Le fait de contracter la maladie durant l'adolescence ou chez l'adulte jeune doublerait le risque de survenue ultérieure de sclérose en plaque.

En cas de complications des examens supplémentaires sont indispensables : test sanguins (test de Coombs pour rechercher une destruction des globules rouges, tests hépatiques pour apprécier la fonction du foie), myélogramme pour l’étude des cellules de la moelle osseuse, biopsie d’un ganglion en cas de doute sur le diagnostic.

Traitement et convalescence

La mononucléose infectieuse est une maladie bénigne, mais elle nécessite souvent une longue convalescence. Aucun antibiotique n’influence le cours de la maladie. L'intérêt d'un traitement antiviral n'est pas démontré.

Il n’existe pas de traitement spécifique, mais on peut prendre des antalgiques mis à part l’aspirine (déconseillée dans le cas d’infections virales pour les enfants de moins de 16 ans car elle peut provoquer le syndrome de Reye, affection rare mais souvent mortelle). Pour contrôler la fièvre, qui peut dépasser les 39 °C, et soulager les douleurs, le repos s’impose, mais s’il y a un risque de complications (fièvre persistante, atteinte hépatique) une hospitalisation peut être envisagée.

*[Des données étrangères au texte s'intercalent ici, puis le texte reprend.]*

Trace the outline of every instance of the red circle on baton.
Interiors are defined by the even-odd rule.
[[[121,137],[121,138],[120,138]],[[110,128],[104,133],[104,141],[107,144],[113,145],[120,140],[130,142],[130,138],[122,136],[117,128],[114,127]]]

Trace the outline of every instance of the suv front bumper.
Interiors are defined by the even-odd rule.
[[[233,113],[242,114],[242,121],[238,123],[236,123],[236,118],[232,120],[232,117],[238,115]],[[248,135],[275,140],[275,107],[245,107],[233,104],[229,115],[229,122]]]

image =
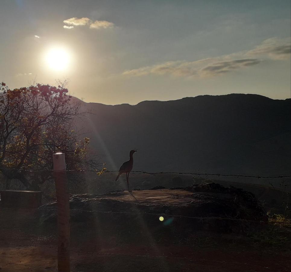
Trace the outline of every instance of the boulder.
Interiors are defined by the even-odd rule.
[[[129,222],[138,228],[141,218],[150,228],[162,224],[179,231],[241,232],[268,220],[253,194],[214,183],[74,195],[70,197],[70,207],[72,222],[98,220],[104,225],[122,228],[128,227]],[[55,222],[56,209],[56,202],[46,204],[38,209],[37,215],[42,222]],[[161,216],[162,222],[159,220]]]

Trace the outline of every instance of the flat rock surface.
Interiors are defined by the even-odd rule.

En cas de surinfection de l’angine par un streptocoque, le recours aux antibiotiques sera nécessaire, mais en évitant les dérivés de la pénicilline (ampicilline), car ceux-ci peuvent provoquer une éruption cutanée et peuvent accentuer les symptômes de la maladie.

Si la symptomatologie est agressive, on peut faire régresser les manifestations (haute température, hépatite, ictère hémolytique ou complications nerveuses) par un bref traitement à la prednisone (5 à 10 jours). L'intérêt de l'utilisation des corticoïdes dans les formes bénignes n'est pas établie.

Les premiers essais vaccinaux montrent qu'il n'y a pas de protection contre la contamination mais qu'il existe une diminution des symptômes.

Pendant la convalescence, les efforts physiques sont à éviter, car il y a un risque de rupture de la rate.